Recurrence risk gauge

A May paper in PLOS Medicine led by Ludwig Johns Hopkins’ Bert Vogelstein and Yuxuan Wang and Ludwig alumni Jeanne Tie and Peter Gibbs reported that detecting circulating tumor DNA (ctDNA) in patients’ blood after surgery, or following adjuvant chemotherapy, is associated with a very high risk of recurrence and death in patients with resectable colorectal liver metastases (CRLM). An initial study from Bert’s group published in Nature Medicine in 2008 showed that ctDNA detection after surgery or chemotherapy was successful in predicting eventual cancer relapse in 18 patients with colorectal cancer. In the latest study, which recruited 54 patients with CRLM, the researchers found that patients with detectable ctDNA after surgery had an 83% recurrence risk compared to only 31% in those with undetectable ctDNA after surgery.
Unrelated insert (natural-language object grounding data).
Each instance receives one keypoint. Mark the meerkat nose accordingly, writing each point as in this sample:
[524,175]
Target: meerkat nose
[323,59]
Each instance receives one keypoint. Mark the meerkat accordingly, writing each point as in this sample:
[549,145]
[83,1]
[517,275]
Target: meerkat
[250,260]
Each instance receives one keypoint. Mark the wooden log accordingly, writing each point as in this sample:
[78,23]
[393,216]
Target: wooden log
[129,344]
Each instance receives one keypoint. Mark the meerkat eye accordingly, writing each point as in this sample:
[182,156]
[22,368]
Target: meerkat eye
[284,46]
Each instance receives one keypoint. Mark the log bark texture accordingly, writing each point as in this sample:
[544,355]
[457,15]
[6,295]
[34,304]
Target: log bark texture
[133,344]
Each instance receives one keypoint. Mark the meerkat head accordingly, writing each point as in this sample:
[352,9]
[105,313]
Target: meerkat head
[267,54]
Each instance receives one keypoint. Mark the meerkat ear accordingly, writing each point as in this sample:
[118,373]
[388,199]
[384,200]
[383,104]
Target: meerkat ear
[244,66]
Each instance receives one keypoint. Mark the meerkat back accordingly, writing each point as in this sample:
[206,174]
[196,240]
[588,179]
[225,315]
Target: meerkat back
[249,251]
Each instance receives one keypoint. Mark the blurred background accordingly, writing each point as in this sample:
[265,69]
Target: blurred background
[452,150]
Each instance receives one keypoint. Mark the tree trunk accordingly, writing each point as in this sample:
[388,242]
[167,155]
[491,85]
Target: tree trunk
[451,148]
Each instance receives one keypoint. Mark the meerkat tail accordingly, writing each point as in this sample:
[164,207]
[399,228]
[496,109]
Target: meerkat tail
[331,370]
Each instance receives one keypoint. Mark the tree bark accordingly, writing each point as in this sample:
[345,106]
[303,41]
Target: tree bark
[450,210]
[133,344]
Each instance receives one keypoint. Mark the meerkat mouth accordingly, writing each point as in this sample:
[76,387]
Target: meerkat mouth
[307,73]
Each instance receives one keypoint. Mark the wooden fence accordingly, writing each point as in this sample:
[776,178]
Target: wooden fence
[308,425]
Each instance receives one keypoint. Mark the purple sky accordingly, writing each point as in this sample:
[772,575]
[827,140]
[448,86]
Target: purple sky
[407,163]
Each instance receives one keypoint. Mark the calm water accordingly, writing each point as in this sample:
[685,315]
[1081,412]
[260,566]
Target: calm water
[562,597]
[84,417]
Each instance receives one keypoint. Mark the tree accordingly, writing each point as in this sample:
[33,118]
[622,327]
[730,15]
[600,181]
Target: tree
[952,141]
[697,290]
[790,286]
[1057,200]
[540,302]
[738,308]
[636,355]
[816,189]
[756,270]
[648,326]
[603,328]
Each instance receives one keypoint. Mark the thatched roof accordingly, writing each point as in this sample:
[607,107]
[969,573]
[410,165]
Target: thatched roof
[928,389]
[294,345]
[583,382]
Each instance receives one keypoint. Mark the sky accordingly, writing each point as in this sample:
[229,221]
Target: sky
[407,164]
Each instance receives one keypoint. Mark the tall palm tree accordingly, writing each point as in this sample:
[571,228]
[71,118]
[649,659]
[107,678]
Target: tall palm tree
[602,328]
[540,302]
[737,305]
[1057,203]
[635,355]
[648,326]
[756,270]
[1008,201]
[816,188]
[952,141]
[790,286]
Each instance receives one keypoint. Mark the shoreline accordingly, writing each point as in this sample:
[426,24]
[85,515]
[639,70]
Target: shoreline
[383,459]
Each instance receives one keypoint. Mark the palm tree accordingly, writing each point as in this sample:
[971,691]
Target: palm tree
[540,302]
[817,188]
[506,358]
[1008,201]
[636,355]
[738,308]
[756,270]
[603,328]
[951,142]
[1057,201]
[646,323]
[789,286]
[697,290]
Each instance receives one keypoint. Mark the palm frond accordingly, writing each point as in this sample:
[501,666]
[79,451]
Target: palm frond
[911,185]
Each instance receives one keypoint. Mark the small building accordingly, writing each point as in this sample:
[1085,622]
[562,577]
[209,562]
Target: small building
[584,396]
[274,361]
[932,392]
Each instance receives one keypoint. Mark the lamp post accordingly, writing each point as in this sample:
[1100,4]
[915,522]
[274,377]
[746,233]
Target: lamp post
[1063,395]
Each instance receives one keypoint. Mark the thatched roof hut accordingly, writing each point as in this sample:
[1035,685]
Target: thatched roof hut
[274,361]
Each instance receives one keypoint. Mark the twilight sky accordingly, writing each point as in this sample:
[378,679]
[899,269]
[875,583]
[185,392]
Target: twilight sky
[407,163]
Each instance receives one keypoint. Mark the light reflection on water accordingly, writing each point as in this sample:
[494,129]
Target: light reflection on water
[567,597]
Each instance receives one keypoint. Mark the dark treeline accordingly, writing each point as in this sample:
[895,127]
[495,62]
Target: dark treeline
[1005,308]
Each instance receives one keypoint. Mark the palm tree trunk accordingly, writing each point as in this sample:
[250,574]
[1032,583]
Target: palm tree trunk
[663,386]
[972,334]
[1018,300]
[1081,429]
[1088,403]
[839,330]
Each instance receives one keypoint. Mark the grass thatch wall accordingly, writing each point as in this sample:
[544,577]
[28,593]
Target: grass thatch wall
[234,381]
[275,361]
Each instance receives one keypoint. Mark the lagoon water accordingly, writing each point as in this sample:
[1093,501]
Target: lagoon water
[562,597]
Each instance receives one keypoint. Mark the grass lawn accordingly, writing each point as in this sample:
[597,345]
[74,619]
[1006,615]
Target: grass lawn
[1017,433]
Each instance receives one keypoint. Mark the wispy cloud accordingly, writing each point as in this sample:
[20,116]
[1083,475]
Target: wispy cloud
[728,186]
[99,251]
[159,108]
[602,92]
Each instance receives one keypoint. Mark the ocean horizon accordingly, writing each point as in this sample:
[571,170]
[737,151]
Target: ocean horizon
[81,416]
Similarly, ctDNA predicted for recurrence after adjuvant chemotherapy: All 8 patients with detectable postoperative ctDNA who failed to clear their ctDNA following adjuvant chemotherapy experienced recurrence, while 2 of 3 patients whose ctDNA became undetectable after chemotherapy remained disease-free. The authors suggest ctDNA monitoring could be incorporated into routine surveillance to identify patients who are most likely to experience a recurrence after definitive treatment for CRLM. Prospective clinical trials to test this hypothesis are now underway.